Даже сегодня на совете он совершенно не задумывался о предстоящей войне. Его гораздо больше волновала убежавшая девчонка. И сейчас он с отсутствующим видом стоял у окна, бесцельно сжимал пальцами граненную рукоять кинжала с опалом и думал только о Рианон. Ну и сын, покажи ему красивую девичью косу и ни о чем другом думать у него уже не хватит сил. Он даже начал считать, что лучше было иметь одну дочь, женщины, по крайней мере, сохраняют голову на плечах, всюду, даже в любви, если, конечно, они способны любить вообще. Мать близнецов была не способна. Парни же, стоит им загореться, способны забыть обо всем, даже о королевстве. Поэтому думать оставалось только отцу. Он готов был поручиться, что никчемный сын отдаст так называемой невесте даже оберегающий его кинжал с опалом, стоит той только попросить. И зачем вообще она сбежала, раз уж могла веревки вить из этого недалеко, но довольно смазливо юнца. Ответ напрашивался сам собой – она видела его взгляды, он знал, и она догадывалась инстинктивно.
А еще его немного беспокоило то, как странно временами смотрит на нее Хильдегард, но об этом он старался не думать. Кого можно обвинить кого-то в том, что он засматривается на такую красоту.
Жаль только, что Конрад в своем восхищении прекрасной принцессой уже перешел всякие допустимые границы.
– Ты не хотел бы высказаться ни по одному из обсужденных вопросов? – в итоге Манфред не выдержал и грозно уставился на сына.
Того это даже не задело. С недавних пор он не обращал внимания ни на пренебрежение этикетом, ни на гнев своего отца.
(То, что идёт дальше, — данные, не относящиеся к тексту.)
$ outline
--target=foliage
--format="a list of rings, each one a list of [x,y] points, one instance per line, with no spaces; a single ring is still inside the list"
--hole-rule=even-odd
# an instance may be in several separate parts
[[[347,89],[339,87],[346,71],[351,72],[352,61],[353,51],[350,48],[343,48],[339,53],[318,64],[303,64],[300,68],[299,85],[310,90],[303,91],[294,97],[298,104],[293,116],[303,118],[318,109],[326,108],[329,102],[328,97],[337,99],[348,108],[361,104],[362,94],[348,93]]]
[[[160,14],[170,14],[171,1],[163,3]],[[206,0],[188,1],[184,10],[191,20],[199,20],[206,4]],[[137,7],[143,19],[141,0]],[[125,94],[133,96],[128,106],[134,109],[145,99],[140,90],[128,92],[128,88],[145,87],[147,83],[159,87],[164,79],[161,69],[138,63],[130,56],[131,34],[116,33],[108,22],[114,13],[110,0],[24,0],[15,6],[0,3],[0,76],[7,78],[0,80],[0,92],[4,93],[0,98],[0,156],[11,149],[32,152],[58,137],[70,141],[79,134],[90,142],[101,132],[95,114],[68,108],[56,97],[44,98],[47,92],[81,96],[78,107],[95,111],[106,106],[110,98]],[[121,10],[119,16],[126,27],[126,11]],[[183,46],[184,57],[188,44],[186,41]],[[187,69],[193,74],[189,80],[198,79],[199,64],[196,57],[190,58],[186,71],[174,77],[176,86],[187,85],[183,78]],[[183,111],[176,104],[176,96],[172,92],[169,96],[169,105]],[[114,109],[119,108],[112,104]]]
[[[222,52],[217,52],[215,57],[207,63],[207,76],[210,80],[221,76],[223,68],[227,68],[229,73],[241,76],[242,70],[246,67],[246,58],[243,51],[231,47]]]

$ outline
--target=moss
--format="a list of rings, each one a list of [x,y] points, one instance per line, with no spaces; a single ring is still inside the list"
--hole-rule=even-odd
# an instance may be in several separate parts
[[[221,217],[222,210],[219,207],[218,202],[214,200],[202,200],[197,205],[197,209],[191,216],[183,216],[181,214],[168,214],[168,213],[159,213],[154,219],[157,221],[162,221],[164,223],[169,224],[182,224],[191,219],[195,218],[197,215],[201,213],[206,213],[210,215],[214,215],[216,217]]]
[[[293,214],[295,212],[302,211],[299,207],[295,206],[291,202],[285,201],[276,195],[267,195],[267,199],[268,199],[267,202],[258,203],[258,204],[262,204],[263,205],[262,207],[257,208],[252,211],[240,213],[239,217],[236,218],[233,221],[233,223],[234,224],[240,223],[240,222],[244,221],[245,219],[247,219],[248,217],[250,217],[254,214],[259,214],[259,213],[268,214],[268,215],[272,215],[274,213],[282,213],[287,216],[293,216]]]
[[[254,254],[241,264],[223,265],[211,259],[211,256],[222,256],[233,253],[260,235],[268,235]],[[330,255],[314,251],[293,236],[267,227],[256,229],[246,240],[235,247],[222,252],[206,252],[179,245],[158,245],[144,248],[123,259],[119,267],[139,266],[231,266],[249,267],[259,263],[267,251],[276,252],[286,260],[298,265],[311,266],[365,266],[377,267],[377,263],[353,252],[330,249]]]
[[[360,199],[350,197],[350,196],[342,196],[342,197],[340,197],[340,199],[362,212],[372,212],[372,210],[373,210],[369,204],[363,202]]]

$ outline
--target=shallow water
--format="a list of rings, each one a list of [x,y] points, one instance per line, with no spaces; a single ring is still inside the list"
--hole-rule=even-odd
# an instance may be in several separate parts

– Вы, кажется, все обсудили и без меня, – почти грубо отозвался он, даже не сделал попытки обернуться лицом к королю. Его отрешенный взгляд все еще блуждал по мрачнеющему небу, будто выискивая там кого-то.
– Так значит, тебя ни чуть не волнует предстоящая война, – Манфред решил пойти в обходную и сыграть на гордости сына, но и это видимо не сработало. – Другие юноши были бы счастливы проявить себя в бою. Ты мог бы доказать, что стоишь любого противника и вернуться героем. Очевидно, ты тоскуешь по тому, что лавры победителя достанутся ни тебе. Но это мы еще можем поправить. Ведь бои еще даже не начались. Все только впереди.
– Рианон была против войны, – обиженно надул губы Конрад, – она говорила, что из-за нашего расположения у гор нам не победить, ведь люди из Минуэла в гористой местности ориентируется намного лучше наших не подготовленных к этому воинов.
– Что девчонка может смыслить в стратегии? – взорвался Манфред.
– Но смыслит она отлично, – осторожно заметил один из оставшихся министров, до этого тактично делавший вид, что не наблюдает за перепалкой между отцом и сыном. Замечание могло стоить ему жизни, и он вовремя прикусил язык, вспомнив об этом.
– Также она считает, что нечестно объявлять войну с ними, – не успокаивался Конрад. Когда речь заходила о Рианон, он становился невыносим. Вот и сейчас только и слышится от него «она думает», «она считает», «она знает, как сделать лучше». Конрад рвался защищать ее с надобностью и без таковой, чем еще раз доказывал, что он всего лишь глупый мальчишка. Кажется, его тело выросло намного раньше, чем следовало, а разум теперь не поспевал за ним.